Conrad's House of Elk: The 2005 Reno World Poker Challenge
Game
Shortstack wouldn't miss a trip to the Reno Hilton, which she calls "Conrad's House of Elk" after the delicious game meat entrée served in the steakhouse there. She actually went down a day early to play in the ladies' event while I recovered from the Party cruise and I joined her the next day. Shortstack outlasted about half the field but got few playable hands and the fast structure chewed her up. I ended up flying down with Lee Markholt, also a Washingtonian, who finished second to James van Alstyne in that Poker Royale thing they played at the Orleans last year and televised on the Game Show Network. I signed up for tomorrow's main event and then we had dinner with Matt "Jacks Up" Matros, author of the hot new poker book The Making of a Poker Player. We washed the generous portion of elk down with a 1999 Stag's Leap Cask 23, always fabulous.
That thing
I drew table 39, seat two, to start the $5100 event, the smallest buy-in on the World Poker Tour. There were 361 starters and no one I recognized was at my table, which was great, although I later found out that seat five was occupied by Alex Prendes, who had recently made a major final table. Shortly after the start, James van Alstyne sat down fashionably late on my right in seat one. He had been on my left with a huge chip stack at the Bellagio $15,000 event and I much preferred him on my right, where I had position on him. When I had first met him at Bellagio I tried to figure out who he was and then it clicked. "You're the guy who won that thing," I had said. The Stanford grad turned his sharp eyes toward me, expressionless, and said, "Yeah, I won the thing." Someone else at the table piped up, "What did you get for winning the thing?" James replied, without missing a beat, "Some stuff."

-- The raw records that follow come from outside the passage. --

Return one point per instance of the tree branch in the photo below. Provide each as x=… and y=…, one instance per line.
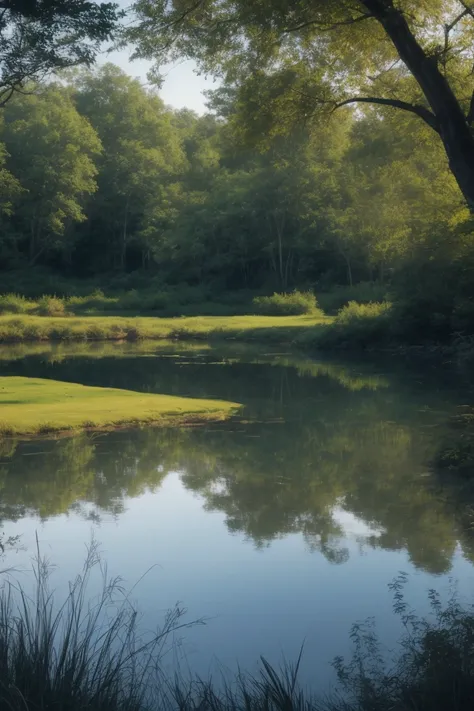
x=323, y=26
x=468, y=10
x=417, y=109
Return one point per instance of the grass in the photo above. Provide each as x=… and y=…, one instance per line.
x=81, y=653
x=28, y=328
x=87, y=653
x=292, y=304
x=30, y=406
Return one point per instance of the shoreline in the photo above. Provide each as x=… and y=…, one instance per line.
x=35, y=407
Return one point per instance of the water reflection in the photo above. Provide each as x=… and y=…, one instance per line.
x=319, y=443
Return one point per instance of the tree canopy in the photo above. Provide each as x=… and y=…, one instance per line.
x=40, y=37
x=290, y=60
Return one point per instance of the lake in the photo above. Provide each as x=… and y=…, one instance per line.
x=283, y=526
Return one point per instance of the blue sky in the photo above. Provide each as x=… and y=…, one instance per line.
x=182, y=86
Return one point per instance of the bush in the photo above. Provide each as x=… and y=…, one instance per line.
x=51, y=306
x=359, y=326
x=293, y=304
x=15, y=304
x=364, y=293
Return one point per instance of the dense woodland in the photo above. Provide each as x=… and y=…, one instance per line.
x=324, y=159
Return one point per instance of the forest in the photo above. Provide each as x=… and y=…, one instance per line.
x=284, y=184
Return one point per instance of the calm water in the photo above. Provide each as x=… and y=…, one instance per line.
x=283, y=526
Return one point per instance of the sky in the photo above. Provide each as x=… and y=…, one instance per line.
x=182, y=86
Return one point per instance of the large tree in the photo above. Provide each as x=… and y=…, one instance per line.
x=38, y=37
x=412, y=55
x=52, y=152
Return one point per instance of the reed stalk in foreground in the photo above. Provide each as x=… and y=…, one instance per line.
x=88, y=653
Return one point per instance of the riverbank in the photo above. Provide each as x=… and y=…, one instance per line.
x=20, y=329
x=34, y=406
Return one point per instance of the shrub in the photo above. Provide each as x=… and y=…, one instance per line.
x=364, y=293
x=293, y=304
x=15, y=304
x=51, y=306
x=359, y=326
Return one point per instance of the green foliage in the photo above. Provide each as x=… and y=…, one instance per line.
x=39, y=39
x=51, y=306
x=292, y=304
x=432, y=671
x=359, y=326
x=363, y=293
x=15, y=304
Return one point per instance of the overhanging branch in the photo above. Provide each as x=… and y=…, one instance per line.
x=416, y=109
x=324, y=26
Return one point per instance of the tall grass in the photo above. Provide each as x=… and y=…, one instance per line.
x=83, y=653
x=88, y=653
x=292, y=304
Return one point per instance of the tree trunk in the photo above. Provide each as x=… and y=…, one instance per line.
x=453, y=126
x=123, y=250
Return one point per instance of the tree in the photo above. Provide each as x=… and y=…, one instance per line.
x=410, y=55
x=142, y=157
x=52, y=151
x=39, y=37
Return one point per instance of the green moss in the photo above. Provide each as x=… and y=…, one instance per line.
x=36, y=406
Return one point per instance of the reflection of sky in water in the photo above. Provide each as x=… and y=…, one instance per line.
x=281, y=531
x=257, y=601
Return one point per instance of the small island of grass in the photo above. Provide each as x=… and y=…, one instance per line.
x=32, y=406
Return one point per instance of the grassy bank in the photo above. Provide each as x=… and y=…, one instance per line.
x=30, y=406
x=79, y=654
x=99, y=328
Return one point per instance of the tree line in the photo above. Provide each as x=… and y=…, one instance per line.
x=97, y=174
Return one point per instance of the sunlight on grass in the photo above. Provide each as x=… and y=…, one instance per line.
x=25, y=328
x=36, y=406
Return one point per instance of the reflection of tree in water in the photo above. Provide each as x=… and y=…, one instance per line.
x=344, y=442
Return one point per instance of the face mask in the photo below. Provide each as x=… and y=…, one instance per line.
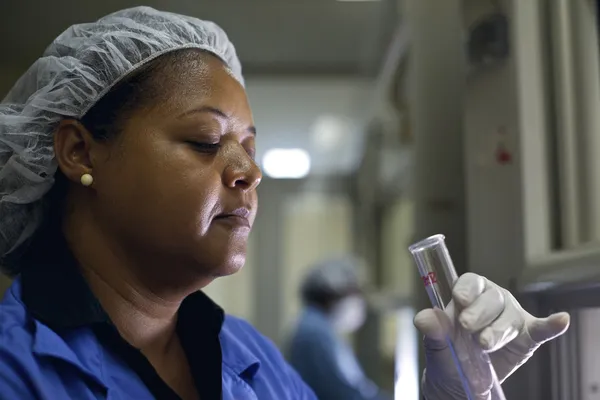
x=349, y=314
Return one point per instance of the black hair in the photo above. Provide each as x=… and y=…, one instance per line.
x=105, y=120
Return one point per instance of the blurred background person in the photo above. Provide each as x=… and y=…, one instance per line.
x=334, y=307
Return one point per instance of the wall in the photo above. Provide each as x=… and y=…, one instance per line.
x=286, y=112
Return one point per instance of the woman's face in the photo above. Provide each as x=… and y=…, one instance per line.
x=180, y=180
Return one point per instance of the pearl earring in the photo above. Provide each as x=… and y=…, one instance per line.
x=87, y=180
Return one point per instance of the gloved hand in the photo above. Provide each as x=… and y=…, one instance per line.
x=509, y=333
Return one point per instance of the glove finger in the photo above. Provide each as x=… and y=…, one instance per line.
x=468, y=288
x=434, y=324
x=502, y=331
x=484, y=310
x=543, y=329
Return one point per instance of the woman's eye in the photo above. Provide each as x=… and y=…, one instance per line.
x=205, y=147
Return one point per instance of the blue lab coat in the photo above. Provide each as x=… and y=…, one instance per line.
x=326, y=363
x=37, y=362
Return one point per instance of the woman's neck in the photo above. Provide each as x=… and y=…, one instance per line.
x=137, y=300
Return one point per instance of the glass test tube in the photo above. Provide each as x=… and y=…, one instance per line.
x=473, y=363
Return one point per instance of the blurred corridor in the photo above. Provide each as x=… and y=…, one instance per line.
x=381, y=122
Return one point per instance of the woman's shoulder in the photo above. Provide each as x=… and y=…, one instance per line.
x=239, y=335
x=15, y=324
x=248, y=352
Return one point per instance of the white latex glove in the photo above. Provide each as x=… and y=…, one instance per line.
x=509, y=333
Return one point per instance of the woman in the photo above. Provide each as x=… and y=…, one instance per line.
x=333, y=307
x=128, y=184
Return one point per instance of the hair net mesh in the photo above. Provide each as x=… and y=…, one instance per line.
x=333, y=276
x=75, y=71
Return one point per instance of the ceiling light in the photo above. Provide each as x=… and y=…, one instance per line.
x=286, y=163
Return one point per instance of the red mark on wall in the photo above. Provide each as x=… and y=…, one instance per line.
x=429, y=279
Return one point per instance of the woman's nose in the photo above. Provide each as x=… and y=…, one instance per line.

The table was full of what are known as "calling stations," players who don't fold marginal hands. James tested a few of them unsuccessfully and bluffed off most of his chips while I sat back and waited for hands, which weren't forthcoming. I was down to 7675 at the first break and hovered around that level as the blinds and antes increased and the table got tougher and tougher. Seat six busted and was replaced by Richard "Got Milk" Grijalva, finalist at the 2004 WPT Championship. James couldn't make anything happen with his short stack and busted out, to be replaced by the dreaded Phil Ivey, who immediately started raising 50% of the pots. That wasn't so bad for me but I needed a decent hand to play back at him with. I decided to see a flop on the button with King-Queen offsuit but mucked it to Ivey's bet when an Ace hit and my cards didn't. Rich Grijalva busted and my buddy Andy "The Rock" Bloch, looking mean in his Full Tilt sunglasses, took seat six. I was practically down to the felt and when the button open-limped and Ivey completed the small blind, I found pocket Nines on the big and moved in the rest of my chips. The button called, Ivey folded, and to my surprise the button turned over pocket Kings. I would have called had he raised anyway but I thought it was a weird play. I didn't improve and I was out of the contest, finishing 261st.
I headed to the high-limit slot room to play a little video poker and the bust-outs dribbled in behind me: John "JJ" Juanda, Allen Kessler, and finally Josh Arieh. I got no love from the machines and the elk was calling so I went for another round with Avi "Two Cokes" Freedman, this time accompanied by the 2001 Caymus Special Selection, yummy out of the bottle but deep and lush after 45 minutes or so.
Next stop: Bellagio. Civilization. Ahh.